The Gullah Geechee Cultural Heritage Corridor (the Corridor or Corridor) was designated by an act of Congress on October 12, 2006 (Public Law 109-338).It was authorized as part of the National Heritage Areas Act of 2006. As a national heritage area, the Gullah Geechee Cultural Heritage Corridor is not part of the national park system; however, the act authorizes the secretary of the interior to provide technical and financial assistance for the development and implementation of the management plan.
The Corridor was created to:
- Recognize the important contributions made to American culture and history African Americans known as Gullah Geechee who settled in the coastal counties of South Carolina, Georgia, North Carolina, and Florida;
- Assist state and local governments and public and private entities in South Carolina, Georgia, North Carolina, and Florida in interpreting the story of the Gullah Geechee and preserving Gullah Geechee folklore, arts, crafts, and music.
- Assist in identifying and preserving sites, historical data, artifacts, and objects associated with GullahGeechee for the benefit and education of the public.

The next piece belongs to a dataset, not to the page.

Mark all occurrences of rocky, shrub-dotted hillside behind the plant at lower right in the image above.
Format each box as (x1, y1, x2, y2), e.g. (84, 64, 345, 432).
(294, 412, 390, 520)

The local coordinating entity legally responsible for management of the Corridor is the Gullah Geechee Cultural Heritage Corridor Commission (the Commission or Commission), a federal commission. The Commission is composed of 15 members appointed by the secretary of the interior. Ten members are nominated by the State Historic Preservation Officer and the other five are recognized experts in historic preservation, anthropology, and folklore and appointed by the secretary of the interior.
“The Gullah Geechee culture is the last vestige of fusion of African and European languages and traditions brought to these coastal areas. I cannot sit idly by and watch an entire culture disappear that represents my heritage and the heritage of those who look like me.”